Daedalus’s progressive learning capability — the core of its value — is also the source of its responsibility. An AI that improves over time needs guardrails that improve with it.

Layer 1: Behavioral (Values) — Golden Rules, ASK→OFFER→CONFIRM pattern, steering files. These guide behavior when the agent is functioning well. They’re necessary but not sufficient — they rely on the agent choosing to follow them.

Layer 2: Structural (Architecture) — Hard constraints enforced by the Go platform layer, not by the AI model. Write-ahead logging, approval queues, scope boundaries, rollback capability. The agent cannot bypass these because they’re in a separate process with separate authority.

Layer 3: Observational (Transparency) — Audit trail, trust tiers for self-modification, anomaly detection, behavioral drift monitoring. The user sees exactly what changed, when, and why.

The intelligence layer (Python/model) and the platform layer (Go) are separate processes with separate authority. The agent can propose changes but cannot execute them without the platform’s approval. This means forgetting a behavioral rule doesn’t result in unconstrained action — the architecture prevents it.
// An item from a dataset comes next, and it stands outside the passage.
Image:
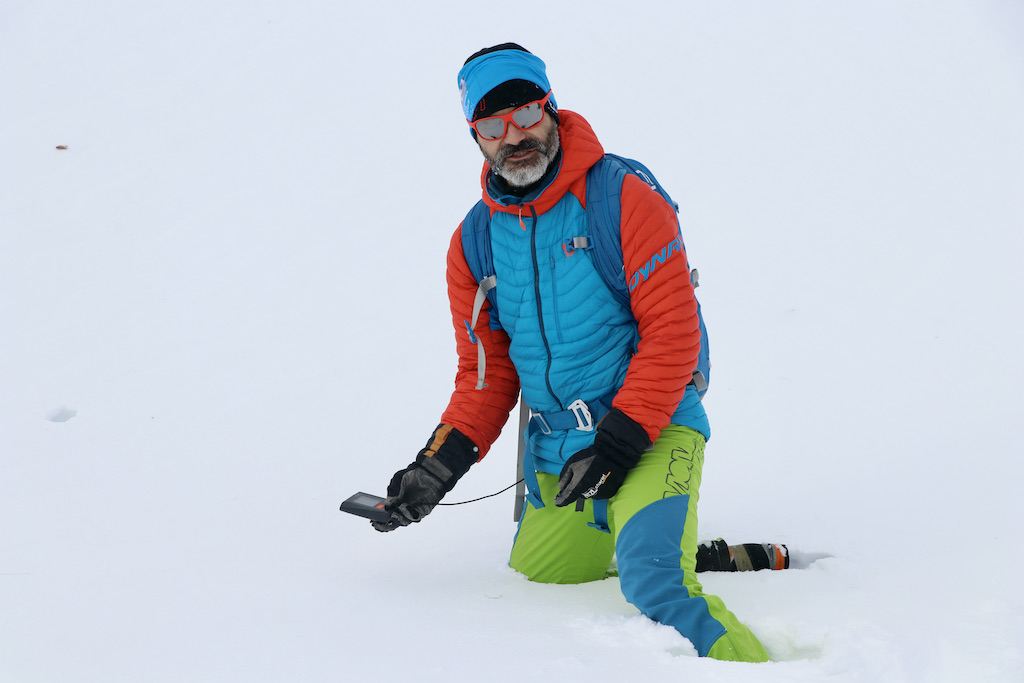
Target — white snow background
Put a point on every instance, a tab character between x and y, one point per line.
222	311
Making Daedalus open source means someone could fork it and strip the safety layer. Our approach: make the safety architecture so deeply integrated that removing it breaks functionality. The approval queue is how specs flow to execution, not a gate in front of it. Audit logging is part of the state transition logic, not a side effect.

The responsible path should be the easy path. The irresponsible path should require deliberate effort.